Analysing Backups with SQL Query
Note: Given the age of this blog post, several links may be broken.
In this post we discussed storing time-series data in time-boxed Cloudant databases to allow recent data to be stored in Cloudant and older data to be archived and deleted from Cloudant. In this post we’ll examine how to query data that has been archived and backed up to Object Storage using the IBM SQL Query service.
Object storage is much cheaper per gigabyte than a database, is endlessly extensible and makes a great choice for storing backups and archived data.
Photo by Federico Bottos on Unsplash
Pre-requisites🔗
- An IBM Cloud account.
- An IBM Cloudant database service provisioned within your IBM Cloud account. Make a note of the URL of your Cloudant service - we’ll need that later. Make sure you have a database created in your Cloudant service containing
- An IBM Cloud Object Storage service provisioned within your IBM Cloud account. Create a bucket within this service making a note of the region and bucket name you have chosen.
- An IBM Cloud SQL Query service provisioned within your IBM Cloud account.
Getting the Cloudant data onto Object Storage🔗
We’ll be using the official couchbackup tool to extract data from Cloudant. It is a Node.js application and is therefore installed using the npm
command-line utility:
npm install -g @cloudant/couchbackup
We can then store our Cloudant URL as an environment variable:
export COUCH_URL="<your Cloudant URL goes here>"
Assuming we’re backing up a database called mydb
we would invoke couchbackup
like so:
# make a shallow backup of the database
couchbackup --db mydb --mode shallow > mydb.txt
This creates a file called mydb.txt
. Each line of that file is an array of JSON documents - one per document in the database:
[{"_id":"1"...},{"_id":"2"...},{"_id":"1"...},....]
[{"_id":"101"...},{"_id":"102"...},{"_id":"103"...},....]

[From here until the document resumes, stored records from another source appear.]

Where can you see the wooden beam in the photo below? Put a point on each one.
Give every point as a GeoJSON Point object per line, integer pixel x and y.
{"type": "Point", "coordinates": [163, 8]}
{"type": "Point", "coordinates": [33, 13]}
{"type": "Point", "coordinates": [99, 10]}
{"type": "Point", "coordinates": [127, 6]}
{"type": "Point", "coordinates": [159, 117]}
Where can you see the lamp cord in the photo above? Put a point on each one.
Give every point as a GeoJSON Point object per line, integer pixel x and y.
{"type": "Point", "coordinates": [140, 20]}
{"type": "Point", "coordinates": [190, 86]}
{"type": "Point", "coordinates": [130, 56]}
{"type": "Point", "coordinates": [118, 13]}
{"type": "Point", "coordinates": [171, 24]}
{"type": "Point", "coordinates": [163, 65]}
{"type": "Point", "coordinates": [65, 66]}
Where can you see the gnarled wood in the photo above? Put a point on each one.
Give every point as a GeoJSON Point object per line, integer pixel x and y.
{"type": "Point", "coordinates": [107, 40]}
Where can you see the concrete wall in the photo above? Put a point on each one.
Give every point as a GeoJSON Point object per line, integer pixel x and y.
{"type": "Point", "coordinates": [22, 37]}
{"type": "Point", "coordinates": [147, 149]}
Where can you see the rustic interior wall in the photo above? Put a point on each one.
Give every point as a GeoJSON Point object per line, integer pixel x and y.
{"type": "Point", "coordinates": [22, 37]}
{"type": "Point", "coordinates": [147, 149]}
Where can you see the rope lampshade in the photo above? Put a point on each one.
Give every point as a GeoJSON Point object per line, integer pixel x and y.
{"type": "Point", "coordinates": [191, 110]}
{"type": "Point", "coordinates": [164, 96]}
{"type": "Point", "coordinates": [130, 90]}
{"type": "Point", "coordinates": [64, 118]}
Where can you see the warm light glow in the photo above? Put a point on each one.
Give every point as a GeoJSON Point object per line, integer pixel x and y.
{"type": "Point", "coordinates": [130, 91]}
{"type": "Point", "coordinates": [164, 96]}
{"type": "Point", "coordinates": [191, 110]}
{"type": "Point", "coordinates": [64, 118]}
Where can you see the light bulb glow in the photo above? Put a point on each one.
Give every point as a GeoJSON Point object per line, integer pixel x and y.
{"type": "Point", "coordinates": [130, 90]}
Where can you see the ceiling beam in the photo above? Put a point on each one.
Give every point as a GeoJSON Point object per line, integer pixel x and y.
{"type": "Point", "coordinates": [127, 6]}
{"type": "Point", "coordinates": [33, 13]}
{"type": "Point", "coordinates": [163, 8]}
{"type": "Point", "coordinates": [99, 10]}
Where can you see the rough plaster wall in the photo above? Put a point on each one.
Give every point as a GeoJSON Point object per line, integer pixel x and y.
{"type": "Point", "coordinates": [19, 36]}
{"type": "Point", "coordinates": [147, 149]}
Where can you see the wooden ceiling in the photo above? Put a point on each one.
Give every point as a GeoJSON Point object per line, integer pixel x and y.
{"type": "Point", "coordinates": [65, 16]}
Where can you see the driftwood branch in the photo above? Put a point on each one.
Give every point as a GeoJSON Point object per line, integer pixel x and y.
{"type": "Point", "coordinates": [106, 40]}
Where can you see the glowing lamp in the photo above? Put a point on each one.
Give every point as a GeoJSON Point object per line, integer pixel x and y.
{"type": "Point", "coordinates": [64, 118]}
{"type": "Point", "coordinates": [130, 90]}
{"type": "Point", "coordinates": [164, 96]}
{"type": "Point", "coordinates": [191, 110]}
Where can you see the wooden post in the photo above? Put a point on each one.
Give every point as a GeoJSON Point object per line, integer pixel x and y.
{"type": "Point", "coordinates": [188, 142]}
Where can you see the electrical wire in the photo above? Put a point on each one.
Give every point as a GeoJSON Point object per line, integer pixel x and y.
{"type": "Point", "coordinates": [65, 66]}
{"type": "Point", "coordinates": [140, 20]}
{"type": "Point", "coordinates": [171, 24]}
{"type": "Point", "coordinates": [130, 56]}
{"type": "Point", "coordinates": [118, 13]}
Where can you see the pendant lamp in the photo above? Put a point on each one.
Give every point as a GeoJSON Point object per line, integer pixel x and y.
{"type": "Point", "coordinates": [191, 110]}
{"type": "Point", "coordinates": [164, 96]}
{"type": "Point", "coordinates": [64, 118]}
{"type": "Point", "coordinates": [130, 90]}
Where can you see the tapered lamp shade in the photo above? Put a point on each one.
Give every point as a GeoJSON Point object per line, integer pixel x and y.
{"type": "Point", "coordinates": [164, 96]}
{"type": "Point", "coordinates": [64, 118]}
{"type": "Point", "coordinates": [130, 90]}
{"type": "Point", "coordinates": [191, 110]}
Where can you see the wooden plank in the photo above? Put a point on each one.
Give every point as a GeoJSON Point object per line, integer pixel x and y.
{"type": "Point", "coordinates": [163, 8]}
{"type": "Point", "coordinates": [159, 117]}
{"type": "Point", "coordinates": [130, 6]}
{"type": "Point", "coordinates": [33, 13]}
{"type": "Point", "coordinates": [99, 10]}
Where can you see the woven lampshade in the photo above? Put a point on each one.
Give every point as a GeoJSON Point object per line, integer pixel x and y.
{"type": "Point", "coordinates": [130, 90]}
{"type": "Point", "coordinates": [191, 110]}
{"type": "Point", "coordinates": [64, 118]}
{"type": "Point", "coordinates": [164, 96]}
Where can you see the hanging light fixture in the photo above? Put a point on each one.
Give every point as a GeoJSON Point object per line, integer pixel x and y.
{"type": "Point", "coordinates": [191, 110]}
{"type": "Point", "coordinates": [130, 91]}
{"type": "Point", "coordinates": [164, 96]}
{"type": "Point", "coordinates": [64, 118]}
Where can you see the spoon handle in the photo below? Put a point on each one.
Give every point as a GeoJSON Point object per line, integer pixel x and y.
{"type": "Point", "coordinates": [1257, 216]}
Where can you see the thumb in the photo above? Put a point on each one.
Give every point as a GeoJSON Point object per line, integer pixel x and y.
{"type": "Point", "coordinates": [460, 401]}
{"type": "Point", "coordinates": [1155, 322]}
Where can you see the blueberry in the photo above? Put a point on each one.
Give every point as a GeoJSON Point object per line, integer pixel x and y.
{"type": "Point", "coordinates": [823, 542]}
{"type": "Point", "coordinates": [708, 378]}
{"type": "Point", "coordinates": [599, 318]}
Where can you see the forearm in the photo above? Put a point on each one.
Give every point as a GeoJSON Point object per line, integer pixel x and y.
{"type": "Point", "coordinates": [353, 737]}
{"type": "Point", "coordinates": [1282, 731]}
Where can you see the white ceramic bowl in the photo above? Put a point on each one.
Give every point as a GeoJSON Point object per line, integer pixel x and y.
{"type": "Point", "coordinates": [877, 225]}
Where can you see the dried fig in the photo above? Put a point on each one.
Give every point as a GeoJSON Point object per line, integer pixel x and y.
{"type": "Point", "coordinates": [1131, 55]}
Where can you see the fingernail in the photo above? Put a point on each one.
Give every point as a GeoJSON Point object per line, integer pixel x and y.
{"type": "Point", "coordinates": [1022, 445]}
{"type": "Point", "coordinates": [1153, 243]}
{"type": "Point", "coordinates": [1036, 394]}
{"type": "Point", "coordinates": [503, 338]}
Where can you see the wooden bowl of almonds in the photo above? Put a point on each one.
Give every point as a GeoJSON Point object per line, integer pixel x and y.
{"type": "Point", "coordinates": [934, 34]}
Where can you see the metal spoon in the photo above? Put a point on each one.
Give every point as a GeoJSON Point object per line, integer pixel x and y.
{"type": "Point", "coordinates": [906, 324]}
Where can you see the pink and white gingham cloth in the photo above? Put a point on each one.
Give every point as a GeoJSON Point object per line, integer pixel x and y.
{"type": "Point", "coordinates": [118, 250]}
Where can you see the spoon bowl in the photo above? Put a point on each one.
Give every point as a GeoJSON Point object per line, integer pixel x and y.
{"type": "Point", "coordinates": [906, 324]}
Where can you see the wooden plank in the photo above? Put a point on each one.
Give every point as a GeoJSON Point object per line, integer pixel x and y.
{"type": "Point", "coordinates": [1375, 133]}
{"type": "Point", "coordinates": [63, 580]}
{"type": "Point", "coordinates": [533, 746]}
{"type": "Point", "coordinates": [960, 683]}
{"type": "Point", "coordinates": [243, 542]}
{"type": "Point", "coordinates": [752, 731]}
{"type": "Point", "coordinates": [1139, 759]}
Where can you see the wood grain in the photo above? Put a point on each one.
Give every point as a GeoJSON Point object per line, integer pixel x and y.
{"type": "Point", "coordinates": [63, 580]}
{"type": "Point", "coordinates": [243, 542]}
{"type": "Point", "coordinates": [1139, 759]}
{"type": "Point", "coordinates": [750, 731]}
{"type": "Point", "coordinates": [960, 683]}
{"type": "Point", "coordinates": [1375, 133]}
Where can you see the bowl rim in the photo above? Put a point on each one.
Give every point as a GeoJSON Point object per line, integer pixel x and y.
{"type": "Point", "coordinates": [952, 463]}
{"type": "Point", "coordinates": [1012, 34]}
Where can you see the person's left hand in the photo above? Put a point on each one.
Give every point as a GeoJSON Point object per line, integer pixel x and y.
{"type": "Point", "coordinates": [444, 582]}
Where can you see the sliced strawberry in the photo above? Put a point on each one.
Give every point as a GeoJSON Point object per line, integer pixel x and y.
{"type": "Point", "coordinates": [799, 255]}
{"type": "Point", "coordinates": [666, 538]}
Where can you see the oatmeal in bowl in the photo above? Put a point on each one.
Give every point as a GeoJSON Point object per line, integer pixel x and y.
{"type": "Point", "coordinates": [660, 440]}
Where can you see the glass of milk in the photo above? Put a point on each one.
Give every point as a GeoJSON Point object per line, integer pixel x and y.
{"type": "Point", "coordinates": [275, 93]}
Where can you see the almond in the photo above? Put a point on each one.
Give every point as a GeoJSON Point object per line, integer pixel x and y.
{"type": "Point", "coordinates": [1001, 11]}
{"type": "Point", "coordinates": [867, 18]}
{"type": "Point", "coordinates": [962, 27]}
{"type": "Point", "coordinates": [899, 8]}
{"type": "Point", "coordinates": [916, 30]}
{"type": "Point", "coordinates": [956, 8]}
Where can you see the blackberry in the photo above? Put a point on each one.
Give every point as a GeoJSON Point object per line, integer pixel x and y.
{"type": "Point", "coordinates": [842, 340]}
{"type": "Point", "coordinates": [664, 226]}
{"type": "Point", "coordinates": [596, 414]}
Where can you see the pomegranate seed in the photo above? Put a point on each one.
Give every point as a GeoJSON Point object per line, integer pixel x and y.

[{"_id":"201"...},{"_id":"202"...},{"_id":"203"...},....]
...
Our first job is to remove the Design Documents from this file. The IBM SQL Query service is looking for flat JSON documents - those with top-level key values and not embedded objects. We can use the jq tool to filter out documents whose _id
field starts with _design
:
# remove design documents from the backup file
cat mydb.txt | jq -c 'map(select(._id | startswith("_design") | not))' > mydb2.txt
The above jq
command is fed the file containing multiple arrays of objects. For each array, it iterates through each document and excludes those that are design documents. The output is fed to a second text file: mydb2.txt
.
The final step is to extract each line of the file (each array of documents) to its own file. This is easily achieved with the split
command-line tool:
# split each line of mydb2.txt into its own file
split -l 1 mydb2.txt
# remove the original files
rm mydb.txt mydb2.txt
We should now have a number of files (xaa
, xab
, xac
etc) which can be bulk uploaded into a Cloud Object Storage bucket, in this case into a bucket called mydb
.
Explore the data🔗
Now we have our JSON files in Cloud Object Storage, accessing them from IBM Cloud SQL Query is q breeze. We can access the data as if it were a SQL database:
-- explore the data
SELECT *
FROM cos://eu-gb/mydb/ STORED AS JSON
SELECT *
- choose all columns.FROM cos://eu-gb/mydb/
- from Cloud Object storage, in theeu-gb
geography from themydb
bucket.STORED AS JSON
- defines the file format of the stored data.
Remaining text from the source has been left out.